The reason you receive this error is because df_win
is actually a pd.Series
. The .rolling.apply
does not pass a pd.DataFrame
, so the correlation calculation is not possible - as there is only a single series of data. There is more of an explanation in this answer.
Here are a few options for computing the correlation in your question:
Option 1 - rolling apply
Using almost the same code as yours, I have adapted this to instead use the global variable df
at the start of the return code, so that both columns are used, rather than the single column in df_win
(as this is a pd.Series
. Also, I have changed the line calling the function to only run for a single column, else the output is returned twice.
def _corr_single_window_(df_win):
return df.loc[df_win.index].mul(w[-df_win.shape[0]:], axis=0).corr().iloc[0, 1]
df.rolling(window=window, min_periods=min_obs)["A"].apply(_corr_single_window_)
# 18.2 s ± 437 ms per loop (mean ± std. dev. of 7 runs, 1 loop each)

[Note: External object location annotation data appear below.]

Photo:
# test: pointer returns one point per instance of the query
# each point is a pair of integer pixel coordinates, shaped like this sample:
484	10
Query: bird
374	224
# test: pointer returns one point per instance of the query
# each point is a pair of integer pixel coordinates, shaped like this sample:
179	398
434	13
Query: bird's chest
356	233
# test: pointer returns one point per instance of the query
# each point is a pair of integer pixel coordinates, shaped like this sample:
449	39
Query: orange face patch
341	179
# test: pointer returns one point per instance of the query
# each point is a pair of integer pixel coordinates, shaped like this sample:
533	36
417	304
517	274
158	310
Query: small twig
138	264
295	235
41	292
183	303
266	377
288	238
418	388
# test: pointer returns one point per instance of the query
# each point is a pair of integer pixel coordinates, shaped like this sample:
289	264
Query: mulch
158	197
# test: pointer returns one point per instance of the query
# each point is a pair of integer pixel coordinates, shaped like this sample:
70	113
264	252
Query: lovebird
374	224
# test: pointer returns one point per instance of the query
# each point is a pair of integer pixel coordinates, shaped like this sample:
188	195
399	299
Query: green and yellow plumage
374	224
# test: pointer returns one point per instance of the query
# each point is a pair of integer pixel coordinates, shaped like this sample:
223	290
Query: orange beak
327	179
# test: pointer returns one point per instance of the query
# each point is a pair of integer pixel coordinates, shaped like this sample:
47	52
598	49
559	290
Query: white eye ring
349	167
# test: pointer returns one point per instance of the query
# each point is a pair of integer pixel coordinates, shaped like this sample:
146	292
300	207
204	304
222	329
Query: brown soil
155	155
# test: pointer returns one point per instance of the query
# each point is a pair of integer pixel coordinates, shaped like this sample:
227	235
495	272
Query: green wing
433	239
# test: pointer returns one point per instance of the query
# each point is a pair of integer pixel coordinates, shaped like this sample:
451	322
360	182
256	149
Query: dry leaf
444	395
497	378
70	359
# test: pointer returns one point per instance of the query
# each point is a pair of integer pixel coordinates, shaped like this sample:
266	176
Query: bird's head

Option 2 - list comprehension
This list comprehension computes has an if else statement for the min_obs
, and uses max(0, i-window)
as the lower bound in .iloc
so that this increases from the start of min_obs
to the full window
length. If you are using Python>=3.8
then you can use a "walrus operator" within to not repeat this calculation.
pd.Series([df.iloc[max(0, i-window): i]
.mul(w[-(i-max(0, i-window)):], axis=0)
.corr().iloc[0, 1]
if i>=min_obs
else np.nan
for i in range(1, len(df) + 1)])
# 12.8 s ± 263 ms per loop (mean ± std. dev. of 7 runs, 1 loop each)
# (or with walrus operators for Python >= 3.8)
pd.Series([df.iloc[(min_idx := max(0, i-window)): i]
.mul(w[-(i-min_idx):], axis=0)
.corr().iloc[0, 1]
if i>=min_obs
else np.nan
for i in range(1, len(df)+1)])
# 12.8 s ± 263 ms per loop (mean ± std. dev. of 7 runs, 1 loop each)
Option 3 - with rolling pipe
Mostly adapted from this answer, this uses .pipe
to chain functions together.
def rolling_pipe(dataframe, window, fctn):
return pd.Series([dataframe.iloc[max(0, i-window): i].pipe(fctn)
if i >= window else None
for i in range(1, len(dataframe)+1)],
index = dataframe.index)
df.pipe(rolling_pipe, window,
lambda x: x.mul(w[-x.shape[0]:], axis=0).corr().iloc[0, 1])
# 7.66 s ± 1.9 s per loop (mean ± std. dev. of 7 runs, 1 loop each)
As can be seen in the timings above, the third option is most efficient. However, given the large number of observations only 7 runs were made and testing multiple times gave quite varied timings.